Deli’s returning smile was blindingly brilliant. She was radiant, beautiful.

“Only thing missing is our adoring fans.” Frank said, laughing at his own joke while looking around, away.

Deli got this twinkle in her eyes that drew him back in.

“I know the kind of fans you want Frank.” She said in a low rumble. Suddenly she threw her hands around his neck and laid a solid kiss on him.

Frank froze up for a moment, before enthusiastically returning it. But before he could get carried away, she pulled back, and the twinkle in her eyes grew wicked.

“Now, I don’t think it’s fair that I’m putting all this strain on you. Leadership, training, I should pay you back somehow.” She told him, laying her hands on his chest and leaning in, her lips on his ear, her breath hot as hell.

Frank was ready to go. Hell, even with this bloody macabre environment, they could get to some clear space and have some hot, sweaty fun.
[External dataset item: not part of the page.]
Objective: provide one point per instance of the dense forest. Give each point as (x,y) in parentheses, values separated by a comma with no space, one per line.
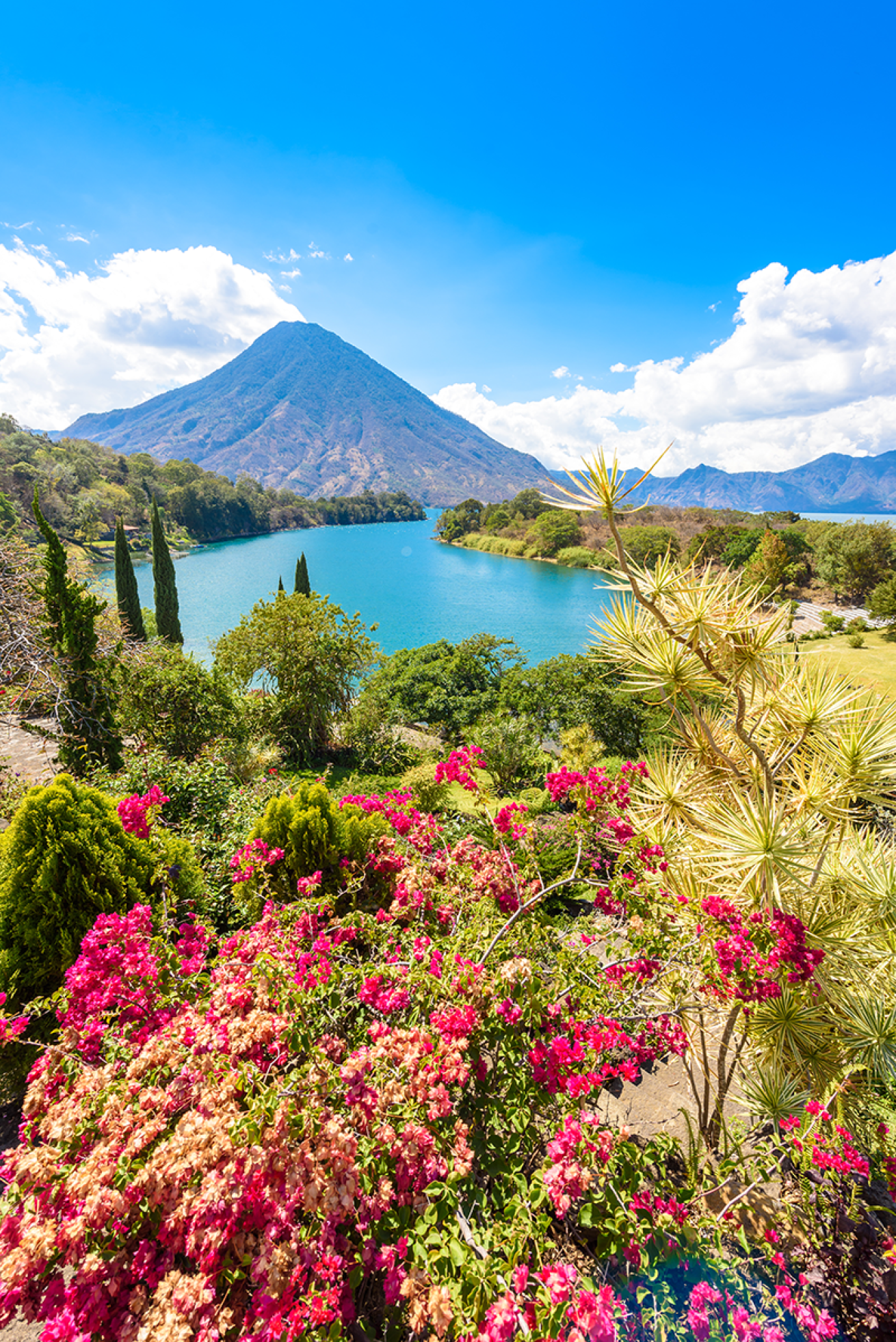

She whispered in his ear, low and seductive: “Consider this my payment and payback in one, Frank. Enjoy the Will training, my good man.”

And then she walked away.

No, she strutted away, her hips rolling side to side as she did.

Frank was painfully hard.

He was also frozen in place.

“That’s just cruel.”

Worst part was?

She wasn’t even wrong.

All he had to do was order it, and she’d be on her knees, sucking him off. Or on her back, or on all fours, or in any other position he could imagine.

In the moment, he was actually tempted.

And that made it real training.

“I fucking hate you, you know that? I hate you, and I hate this idea.” he told her flatly.

Her wicked smile dropped. “Should I stop?” Deli asked, concerned.

“Fuck. Shit. Fuck me. Except she would. I can’t even curse. Scheiße!”

He forced a smile. “We’ll talk about it.”

Because if they were doing this, if he was even going to entertain the idea of doing this, he needed to set some ground rules when he wasn’t half drunk on victory.

Her smile came back, if smaller, less wicked. More… teasing.

“That’s not a no Frank.”

Frank groaned.

“She’ll be the death of me, I just know it.”